Butter is Good For You

Posted 8 years ago

Remember when the Powers-That-Be told you that butter is bad for you and that you should use margarine made from linoleic acid-based,polyunsaturated vegetable oils instead?

Those Powers-That-Be should be apologizing to you!

Researchers recovered a huge controlled trial—dating between 1968 and 1973—conducted by the University of Minnesota, which tested whether dietary interventions could reduce the risk of heart attacks or deaths on 9,423 men and women. The investigators found men and women who switched from butter and other saturated fats to corn oil did – indeed – lower their cholesterol levels, however, there were no marked changes in their risk for heart attacks, deaths from heart attacks, or overall death.

North Carolina researchers also performed their own analysis and verified the cholesterol-lowering effect of the dietary intervention from butter to linoleic acid.
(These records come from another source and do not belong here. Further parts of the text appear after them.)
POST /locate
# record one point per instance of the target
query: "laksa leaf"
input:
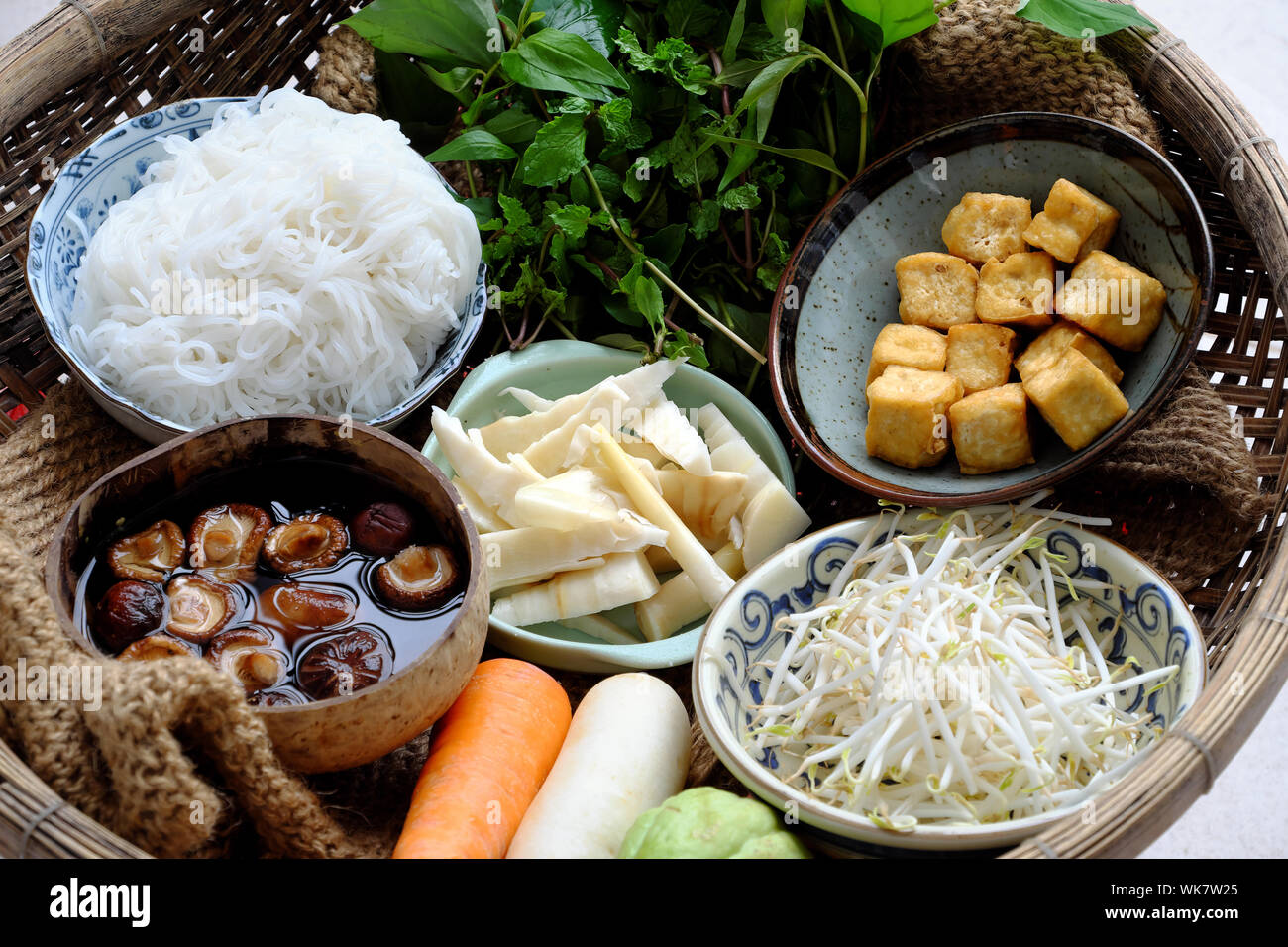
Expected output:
(896, 20)
(445, 33)
(1080, 18)
(475, 145)
(555, 154)
(555, 60)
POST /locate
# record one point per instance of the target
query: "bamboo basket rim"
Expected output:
(73, 42)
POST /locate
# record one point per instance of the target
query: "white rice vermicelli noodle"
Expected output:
(295, 261)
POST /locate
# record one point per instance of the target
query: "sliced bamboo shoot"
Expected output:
(603, 629)
(772, 519)
(679, 603)
(622, 579)
(494, 480)
(692, 556)
(484, 515)
(516, 554)
(666, 428)
(706, 504)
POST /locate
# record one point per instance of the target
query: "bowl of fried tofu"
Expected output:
(990, 309)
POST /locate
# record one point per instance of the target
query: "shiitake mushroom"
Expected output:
(382, 528)
(226, 540)
(296, 607)
(312, 541)
(159, 646)
(149, 554)
(198, 608)
(419, 578)
(248, 654)
(128, 611)
(344, 664)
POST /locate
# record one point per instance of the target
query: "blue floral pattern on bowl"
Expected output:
(1146, 618)
(112, 169)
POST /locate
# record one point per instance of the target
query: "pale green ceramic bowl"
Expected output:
(555, 368)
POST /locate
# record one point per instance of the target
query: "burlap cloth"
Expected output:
(178, 763)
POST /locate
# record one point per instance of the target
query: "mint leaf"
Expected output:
(1074, 17)
(555, 154)
(445, 33)
(896, 18)
(475, 145)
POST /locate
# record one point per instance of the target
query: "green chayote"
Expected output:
(707, 822)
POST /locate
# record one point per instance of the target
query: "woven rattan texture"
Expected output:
(245, 48)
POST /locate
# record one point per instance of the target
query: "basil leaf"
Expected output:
(475, 145)
(1074, 17)
(809, 157)
(557, 60)
(595, 21)
(443, 33)
(514, 125)
(896, 18)
(555, 154)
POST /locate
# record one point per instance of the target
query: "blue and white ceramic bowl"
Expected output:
(111, 170)
(729, 673)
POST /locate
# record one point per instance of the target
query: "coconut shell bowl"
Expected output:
(408, 660)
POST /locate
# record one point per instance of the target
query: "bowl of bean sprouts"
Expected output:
(944, 681)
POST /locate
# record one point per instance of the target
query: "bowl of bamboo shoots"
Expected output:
(617, 502)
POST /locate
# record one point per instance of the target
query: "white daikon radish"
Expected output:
(772, 519)
(549, 455)
(622, 579)
(706, 504)
(603, 629)
(524, 552)
(515, 434)
(666, 428)
(678, 602)
(692, 556)
(566, 500)
(494, 480)
(626, 751)
(484, 515)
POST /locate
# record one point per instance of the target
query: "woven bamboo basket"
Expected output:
(88, 64)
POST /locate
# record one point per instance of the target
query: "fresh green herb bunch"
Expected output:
(649, 162)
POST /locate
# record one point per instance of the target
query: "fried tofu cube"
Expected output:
(979, 356)
(991, 429)
(1018, 291)
(917, 347)
(1076, 398)
(1054, 342)
(1113, 300)
(986, 226)
(1072, 223)
(935, 290)
(909, 415)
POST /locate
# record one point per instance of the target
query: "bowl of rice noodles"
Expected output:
(237, 257)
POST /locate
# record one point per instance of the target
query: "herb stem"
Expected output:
(652, 266)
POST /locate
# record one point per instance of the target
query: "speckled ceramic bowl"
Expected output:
(112, 169)
(558, 368)
(838, 289)
(1145, 617)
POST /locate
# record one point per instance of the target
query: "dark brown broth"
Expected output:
(284, 489)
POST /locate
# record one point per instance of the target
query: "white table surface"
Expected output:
(1247, 46)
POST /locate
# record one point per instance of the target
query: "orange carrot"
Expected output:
(489, 755)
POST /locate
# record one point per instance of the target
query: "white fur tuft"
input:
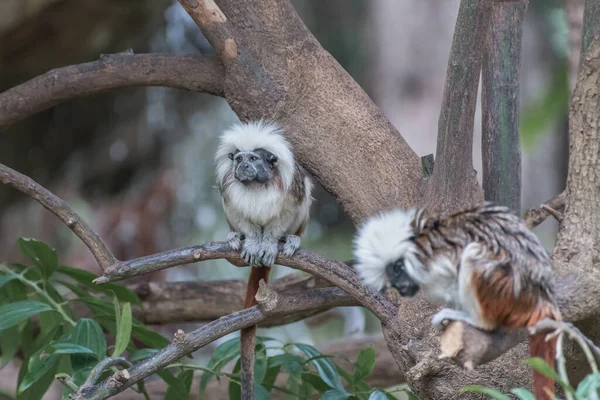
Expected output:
(382, 239)
(251, 136)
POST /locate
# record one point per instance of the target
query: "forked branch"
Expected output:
(112, 71)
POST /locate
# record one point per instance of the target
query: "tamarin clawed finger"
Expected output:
(483, 261)
(266, 199)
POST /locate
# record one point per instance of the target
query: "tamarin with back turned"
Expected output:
(266, 198)
(482, 261)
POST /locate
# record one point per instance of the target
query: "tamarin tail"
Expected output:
(248, 335)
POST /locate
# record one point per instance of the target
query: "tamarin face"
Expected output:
(400, 279)
(257, 166)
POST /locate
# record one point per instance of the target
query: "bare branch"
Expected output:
(63, 211)
(591, 22)
(453, 172)
(188, 72)
(500, 142)
(535, 216)
(198, 301)
(270, 305)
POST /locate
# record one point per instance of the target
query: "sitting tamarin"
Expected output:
(483, 261)
(266, 199)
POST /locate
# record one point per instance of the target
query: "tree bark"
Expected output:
(500, 142)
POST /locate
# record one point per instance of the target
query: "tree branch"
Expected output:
(591, 21)
(335, 272)
(500, 142)
(63, 211)
(453, 172)
(173, 302)
(270, 305)
(112, 71)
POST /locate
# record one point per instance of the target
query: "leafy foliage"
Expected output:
(40, 295)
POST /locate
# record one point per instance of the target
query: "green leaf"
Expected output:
(222, 355)
(335, 395)
(260, 363)
(85, 278)
(180, 388)
(364, 364)
(6, 278)
(42, 255)
(123, 331)
(13, 313)
(38, 366)
(377, 395)
(68, 348)
(285, 358)
(325, 367)
(270, 377)
(142, 354)
(10, 340)
(315, 381)
(588, 387)
(523, 394)
(149, 337)
(88, 333)
(493, 393)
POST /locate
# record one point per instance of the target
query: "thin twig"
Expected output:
(113, 71)
(101, 366)
(67, 381)
(63, 211)
(591, 351)
(270, 305)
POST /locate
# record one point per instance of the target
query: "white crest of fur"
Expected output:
(251, 136)
(382, 239)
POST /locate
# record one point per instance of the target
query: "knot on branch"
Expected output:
(119, 378)
(266, 298)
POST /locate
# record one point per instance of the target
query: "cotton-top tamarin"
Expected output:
(267, 199)
(483, 261)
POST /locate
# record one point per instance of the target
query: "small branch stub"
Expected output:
(179, 337)
(266, 298)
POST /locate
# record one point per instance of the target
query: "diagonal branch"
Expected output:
(188, 72)
(535, 216)
(63, 211)
(335, 272)
(270, 305)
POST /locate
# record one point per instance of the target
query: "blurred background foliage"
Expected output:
(137, 163)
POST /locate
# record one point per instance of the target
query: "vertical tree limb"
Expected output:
(591, 23)
(453, 173)
(500, 144)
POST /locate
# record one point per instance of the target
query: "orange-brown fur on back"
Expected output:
(483, 261)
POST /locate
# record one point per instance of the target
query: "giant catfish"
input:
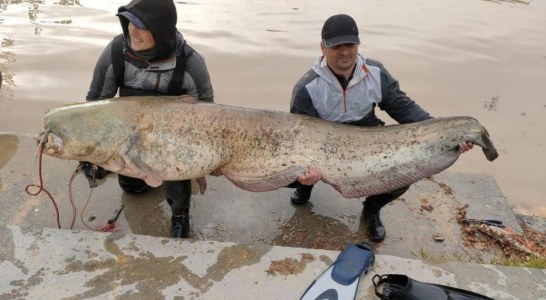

But they also exposed some unsettling findings: Based on recovered autopsy records, the corn oil group from that 1968-1973 trial had almost twice the number of heart attacks as the control group. Further, women and patients older than 65 suffered about 15 percent more deaths during the trial compared to their control counterparts. What’s more, when study author Daisy Zamora, Ph.D., and her team recovered more unpublished data from another trial (this time from the Sydney Diet Heart Study circa 2013), they found the same thing: more instances of heart disease and death among linoleic acid intervention participants.

The nutrition properties of butter improve with how much grass is in a cow’s diet, according to materials from the Journal of Dairy Science. Grass-fed butter has more healthy fatty acids, which can be stored within your muscle cells as intramuscular triglycerides and can act as a fuel source during exercise.

So, worry less about saturated fat from healthy, whole foods like grass-fed beef, coconuts and coconut oil, eggs and, yes, even butter.  Worry more about your sugar, starch, alcohol and overall calorie intake.  And with regard to meat byproducts, going organic also helps because animals store toxins they are exposed to in their fat.  So, healthy animals mean better, healthier byproducts.